Blues Beginnings
Jim Morrison once said I am an American first. The Blues, one of only a few truly American artforms, appropriately provides the backbone to the music of the Doors. Here you can explore it's roots, history and players.
The Thirties
While the twenties are known for the blues soloists who came to prominence in the decade, the thirties were an era of collaborative blues, singer with band.
Blues record sales, just as everything else, suffered tremendously during the early thirties. Most of the record companies went bankrupt. Some first generation blues artists had died, like Jefferson and Barbecue Bob, or got religion, like Georgia Tom Dorsey.
But such artists were going out of style. Instead of the rural accents of Texas Alexander or Booker White, records offered the civil, conversational tones of Jazz Gillum and Bumble Bee Slim, framed by the inobtrusive discourse of the small group. Style was subordinate to content. There was a flood of blues about events of the times, like "hobo jungles" - cardboard cities of the homeless, and other such topics.

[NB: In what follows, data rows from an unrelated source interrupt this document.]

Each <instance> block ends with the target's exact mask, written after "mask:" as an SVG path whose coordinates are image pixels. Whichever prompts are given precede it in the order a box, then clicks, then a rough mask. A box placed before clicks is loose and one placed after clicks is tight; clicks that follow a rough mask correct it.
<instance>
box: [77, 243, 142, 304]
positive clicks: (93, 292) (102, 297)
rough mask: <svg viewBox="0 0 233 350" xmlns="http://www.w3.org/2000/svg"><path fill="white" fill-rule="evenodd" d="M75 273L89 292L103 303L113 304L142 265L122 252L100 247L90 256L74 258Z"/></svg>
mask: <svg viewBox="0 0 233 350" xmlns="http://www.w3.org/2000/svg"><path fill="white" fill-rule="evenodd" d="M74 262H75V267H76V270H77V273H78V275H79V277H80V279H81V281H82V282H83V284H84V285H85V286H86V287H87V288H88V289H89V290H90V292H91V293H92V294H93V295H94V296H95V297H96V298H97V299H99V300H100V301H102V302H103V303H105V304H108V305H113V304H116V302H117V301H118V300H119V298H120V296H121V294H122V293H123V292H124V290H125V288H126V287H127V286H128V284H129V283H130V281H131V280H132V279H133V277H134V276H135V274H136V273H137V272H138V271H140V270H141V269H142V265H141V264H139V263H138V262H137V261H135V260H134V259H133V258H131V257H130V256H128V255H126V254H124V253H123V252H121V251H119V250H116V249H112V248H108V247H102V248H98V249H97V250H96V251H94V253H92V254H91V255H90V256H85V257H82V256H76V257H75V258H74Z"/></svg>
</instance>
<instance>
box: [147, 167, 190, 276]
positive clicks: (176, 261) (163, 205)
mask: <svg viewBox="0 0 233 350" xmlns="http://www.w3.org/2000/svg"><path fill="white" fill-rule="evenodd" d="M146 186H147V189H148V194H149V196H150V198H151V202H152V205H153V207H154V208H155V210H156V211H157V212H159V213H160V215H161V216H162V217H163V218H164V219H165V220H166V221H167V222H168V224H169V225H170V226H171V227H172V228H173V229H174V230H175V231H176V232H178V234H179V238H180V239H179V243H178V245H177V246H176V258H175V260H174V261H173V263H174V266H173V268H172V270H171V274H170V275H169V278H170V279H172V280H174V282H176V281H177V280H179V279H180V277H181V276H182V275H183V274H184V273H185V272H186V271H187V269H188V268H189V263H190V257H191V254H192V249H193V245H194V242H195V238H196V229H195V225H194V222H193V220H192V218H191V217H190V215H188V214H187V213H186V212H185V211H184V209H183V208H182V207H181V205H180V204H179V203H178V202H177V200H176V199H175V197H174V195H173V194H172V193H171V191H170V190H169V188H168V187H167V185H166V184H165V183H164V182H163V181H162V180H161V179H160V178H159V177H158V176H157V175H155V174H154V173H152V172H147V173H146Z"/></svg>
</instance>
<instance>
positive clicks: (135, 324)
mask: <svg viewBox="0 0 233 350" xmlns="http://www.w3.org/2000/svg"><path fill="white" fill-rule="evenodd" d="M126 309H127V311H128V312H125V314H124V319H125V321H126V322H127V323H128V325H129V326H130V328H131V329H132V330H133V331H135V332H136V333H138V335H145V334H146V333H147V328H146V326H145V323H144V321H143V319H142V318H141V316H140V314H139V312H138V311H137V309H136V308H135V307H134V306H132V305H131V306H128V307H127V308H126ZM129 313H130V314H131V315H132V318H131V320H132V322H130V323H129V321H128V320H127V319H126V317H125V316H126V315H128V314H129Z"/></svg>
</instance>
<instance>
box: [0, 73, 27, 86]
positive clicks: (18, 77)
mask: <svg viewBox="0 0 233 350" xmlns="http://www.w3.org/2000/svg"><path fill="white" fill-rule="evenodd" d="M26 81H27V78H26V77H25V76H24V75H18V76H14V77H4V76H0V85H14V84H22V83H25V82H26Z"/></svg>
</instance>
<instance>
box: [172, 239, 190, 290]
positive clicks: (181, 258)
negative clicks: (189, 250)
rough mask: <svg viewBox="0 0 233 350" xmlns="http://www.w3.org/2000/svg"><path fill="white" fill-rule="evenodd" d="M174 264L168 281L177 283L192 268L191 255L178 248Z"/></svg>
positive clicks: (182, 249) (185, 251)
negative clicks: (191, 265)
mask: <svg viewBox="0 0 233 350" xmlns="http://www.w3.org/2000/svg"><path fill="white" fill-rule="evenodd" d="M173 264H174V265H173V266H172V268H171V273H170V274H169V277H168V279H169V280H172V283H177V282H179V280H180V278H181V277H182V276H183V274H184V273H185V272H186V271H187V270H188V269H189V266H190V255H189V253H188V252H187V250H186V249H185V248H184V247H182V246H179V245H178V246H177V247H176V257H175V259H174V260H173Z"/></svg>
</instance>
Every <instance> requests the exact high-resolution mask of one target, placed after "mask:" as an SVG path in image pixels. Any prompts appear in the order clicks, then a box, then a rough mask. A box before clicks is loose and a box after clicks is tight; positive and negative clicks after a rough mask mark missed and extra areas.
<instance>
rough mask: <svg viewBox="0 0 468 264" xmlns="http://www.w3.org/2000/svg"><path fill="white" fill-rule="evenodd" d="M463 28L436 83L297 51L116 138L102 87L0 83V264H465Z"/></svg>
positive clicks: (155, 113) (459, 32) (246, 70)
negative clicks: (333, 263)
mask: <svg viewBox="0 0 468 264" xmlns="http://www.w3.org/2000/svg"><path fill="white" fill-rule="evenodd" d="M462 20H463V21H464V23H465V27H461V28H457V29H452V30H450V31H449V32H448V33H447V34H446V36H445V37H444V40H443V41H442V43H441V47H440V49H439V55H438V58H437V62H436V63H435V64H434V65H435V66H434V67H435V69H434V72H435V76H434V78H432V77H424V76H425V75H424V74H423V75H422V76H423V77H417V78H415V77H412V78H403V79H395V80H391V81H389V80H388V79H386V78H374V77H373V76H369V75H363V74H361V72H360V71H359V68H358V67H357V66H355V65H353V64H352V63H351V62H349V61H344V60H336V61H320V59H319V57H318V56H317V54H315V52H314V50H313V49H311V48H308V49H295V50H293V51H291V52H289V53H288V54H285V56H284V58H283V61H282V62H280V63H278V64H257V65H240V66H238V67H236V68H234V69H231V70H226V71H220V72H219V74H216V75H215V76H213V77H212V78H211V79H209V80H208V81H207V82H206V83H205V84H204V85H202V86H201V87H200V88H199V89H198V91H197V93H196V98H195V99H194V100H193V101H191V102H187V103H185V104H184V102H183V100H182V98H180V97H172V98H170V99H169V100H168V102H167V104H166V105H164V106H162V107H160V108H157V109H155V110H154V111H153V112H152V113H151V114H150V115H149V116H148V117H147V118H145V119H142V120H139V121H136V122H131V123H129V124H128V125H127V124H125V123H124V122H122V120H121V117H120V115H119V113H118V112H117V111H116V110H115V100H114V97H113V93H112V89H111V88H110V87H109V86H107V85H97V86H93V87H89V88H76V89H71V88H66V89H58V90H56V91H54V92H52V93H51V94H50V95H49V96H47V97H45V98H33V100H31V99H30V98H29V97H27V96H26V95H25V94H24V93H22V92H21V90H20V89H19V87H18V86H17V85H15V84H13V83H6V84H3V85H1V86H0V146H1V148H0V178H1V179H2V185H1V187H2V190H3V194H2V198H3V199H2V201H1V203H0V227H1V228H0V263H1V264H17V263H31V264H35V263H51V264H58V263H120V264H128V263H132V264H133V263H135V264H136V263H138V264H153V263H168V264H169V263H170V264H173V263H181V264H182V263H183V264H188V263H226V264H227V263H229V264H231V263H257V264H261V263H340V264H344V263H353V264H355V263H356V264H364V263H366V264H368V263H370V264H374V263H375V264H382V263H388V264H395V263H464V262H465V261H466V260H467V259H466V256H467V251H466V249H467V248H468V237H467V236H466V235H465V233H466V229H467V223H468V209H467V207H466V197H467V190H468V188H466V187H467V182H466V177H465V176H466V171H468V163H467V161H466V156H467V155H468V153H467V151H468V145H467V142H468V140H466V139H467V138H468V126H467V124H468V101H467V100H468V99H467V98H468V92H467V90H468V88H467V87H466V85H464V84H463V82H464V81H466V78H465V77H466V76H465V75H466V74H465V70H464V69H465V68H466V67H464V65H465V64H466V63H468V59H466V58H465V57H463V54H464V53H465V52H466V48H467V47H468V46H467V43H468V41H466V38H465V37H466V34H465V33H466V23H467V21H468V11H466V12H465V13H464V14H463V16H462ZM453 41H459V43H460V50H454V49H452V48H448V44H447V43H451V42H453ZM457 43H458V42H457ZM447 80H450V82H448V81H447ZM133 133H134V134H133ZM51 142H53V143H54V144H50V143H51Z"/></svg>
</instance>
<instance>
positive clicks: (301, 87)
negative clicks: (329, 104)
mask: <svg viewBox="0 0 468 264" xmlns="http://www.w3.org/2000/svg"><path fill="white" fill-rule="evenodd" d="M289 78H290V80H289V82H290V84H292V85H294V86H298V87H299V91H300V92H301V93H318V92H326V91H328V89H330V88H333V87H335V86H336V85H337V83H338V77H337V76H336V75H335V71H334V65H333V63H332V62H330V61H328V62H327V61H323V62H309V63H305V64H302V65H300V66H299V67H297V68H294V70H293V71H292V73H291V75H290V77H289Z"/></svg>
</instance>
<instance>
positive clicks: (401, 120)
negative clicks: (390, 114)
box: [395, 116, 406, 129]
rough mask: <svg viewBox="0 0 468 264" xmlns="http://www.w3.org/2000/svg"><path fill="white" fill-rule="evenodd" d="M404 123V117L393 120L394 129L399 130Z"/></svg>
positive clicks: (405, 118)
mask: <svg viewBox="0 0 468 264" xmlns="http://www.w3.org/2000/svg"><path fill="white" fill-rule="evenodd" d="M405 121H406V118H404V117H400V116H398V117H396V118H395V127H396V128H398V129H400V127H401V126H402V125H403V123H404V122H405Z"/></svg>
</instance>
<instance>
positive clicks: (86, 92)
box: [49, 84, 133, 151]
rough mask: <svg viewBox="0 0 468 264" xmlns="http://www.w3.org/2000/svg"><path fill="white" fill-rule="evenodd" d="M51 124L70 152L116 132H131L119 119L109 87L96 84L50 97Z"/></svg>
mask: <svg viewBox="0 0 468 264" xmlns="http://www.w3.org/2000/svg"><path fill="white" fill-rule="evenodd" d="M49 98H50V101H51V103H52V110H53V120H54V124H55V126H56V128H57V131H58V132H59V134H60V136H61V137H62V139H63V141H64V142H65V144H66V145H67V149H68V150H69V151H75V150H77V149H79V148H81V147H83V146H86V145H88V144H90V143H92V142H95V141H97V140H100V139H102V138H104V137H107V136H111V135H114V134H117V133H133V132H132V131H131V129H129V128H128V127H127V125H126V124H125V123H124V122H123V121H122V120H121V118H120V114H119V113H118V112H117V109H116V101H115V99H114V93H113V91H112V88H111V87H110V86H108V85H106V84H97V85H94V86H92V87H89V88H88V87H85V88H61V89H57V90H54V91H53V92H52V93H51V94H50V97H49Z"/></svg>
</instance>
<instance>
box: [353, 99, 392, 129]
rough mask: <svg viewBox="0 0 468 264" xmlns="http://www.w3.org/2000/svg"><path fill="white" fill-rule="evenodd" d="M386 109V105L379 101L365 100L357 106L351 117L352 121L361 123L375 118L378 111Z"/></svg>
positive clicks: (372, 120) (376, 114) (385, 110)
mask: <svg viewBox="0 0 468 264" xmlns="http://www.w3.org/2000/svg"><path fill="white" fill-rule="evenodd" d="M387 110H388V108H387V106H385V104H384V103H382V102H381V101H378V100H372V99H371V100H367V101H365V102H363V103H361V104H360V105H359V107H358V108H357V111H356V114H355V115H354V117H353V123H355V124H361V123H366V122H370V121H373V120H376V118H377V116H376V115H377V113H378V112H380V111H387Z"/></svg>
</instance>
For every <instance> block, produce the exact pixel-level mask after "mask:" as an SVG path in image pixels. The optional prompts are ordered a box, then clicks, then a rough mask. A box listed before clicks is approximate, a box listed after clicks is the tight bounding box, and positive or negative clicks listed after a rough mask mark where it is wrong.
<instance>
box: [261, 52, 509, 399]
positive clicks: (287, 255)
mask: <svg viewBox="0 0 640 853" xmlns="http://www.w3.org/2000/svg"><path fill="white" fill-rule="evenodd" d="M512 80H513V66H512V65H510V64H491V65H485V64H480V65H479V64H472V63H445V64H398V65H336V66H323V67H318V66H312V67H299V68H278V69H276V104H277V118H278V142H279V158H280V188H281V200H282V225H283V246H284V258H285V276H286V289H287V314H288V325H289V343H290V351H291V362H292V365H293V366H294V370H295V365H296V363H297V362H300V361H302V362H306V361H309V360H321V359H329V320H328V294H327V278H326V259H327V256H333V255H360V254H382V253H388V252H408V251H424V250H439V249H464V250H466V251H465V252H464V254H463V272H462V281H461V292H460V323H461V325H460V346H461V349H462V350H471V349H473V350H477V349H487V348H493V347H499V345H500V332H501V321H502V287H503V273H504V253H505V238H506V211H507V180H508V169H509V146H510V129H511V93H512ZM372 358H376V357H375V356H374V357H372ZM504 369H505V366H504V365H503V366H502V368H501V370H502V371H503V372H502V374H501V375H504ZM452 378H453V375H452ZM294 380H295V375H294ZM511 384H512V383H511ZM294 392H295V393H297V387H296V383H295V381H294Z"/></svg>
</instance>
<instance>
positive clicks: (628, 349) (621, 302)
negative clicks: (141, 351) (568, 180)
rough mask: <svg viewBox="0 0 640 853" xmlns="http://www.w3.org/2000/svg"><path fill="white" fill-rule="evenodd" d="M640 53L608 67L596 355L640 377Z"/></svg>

The nerve center of thirties blues was Chicago. Blues production was confined to the output of three companies - Victor, Brunswick and Decca, all with Chicago offices. Almost all the most popular artists lived in Chicago or other midwestern cities with large black populations like St. Louis and Indianapolis. So did the session musicians who composed the companies' house bands, Big Bill and Tampa Red, the versatile McCoy brothers, pianists Blind John Davis and Black Bob and Joshua Altheimer, bassmen Ransom Knowling and Alfred Eakins.
Yet it would be unjust to pass over such beloved and idiosyncratic performers as Peetie Wheatstraw or Sonny Boy Williamson I, who put the blues harp into overdrive, or the vast - voiced Roosevelt Sykes, nicknamed "The Honeydripper". meanwhile, the success of Blind Boy Fuller in North Carolina or Joe Pullman in Texas indicated that not all the first-rate blues artists had left the South. Northward migration had slowed during the depression: why go to jobless Chicago when you could stay in Dixie where, as blues singers like to say, "the weather suits my clothes?"
As the depression started to lift, record company scouts began to look southwards, renewing their old contacts in the field. Once again, cars loaded with recording equipment were on the road, bound for tried locations like Dallas, Memphis and Atlanta. Mostly this highway hopping led them to intriguing but obscure figures like Big-Boy Knox and Back Ivory King, the Texan slide guitarist Black Ace or the Memphis street-singer Little Buddy Doyle. But twice these travelling recordists rendezvoused in Texas with that hurried, haunted young man, Robert Johnson.
Nobody knew it at the time, but within a few years, Chicago would be full of Southern country boys toting guitars, harmonicas and high hopes.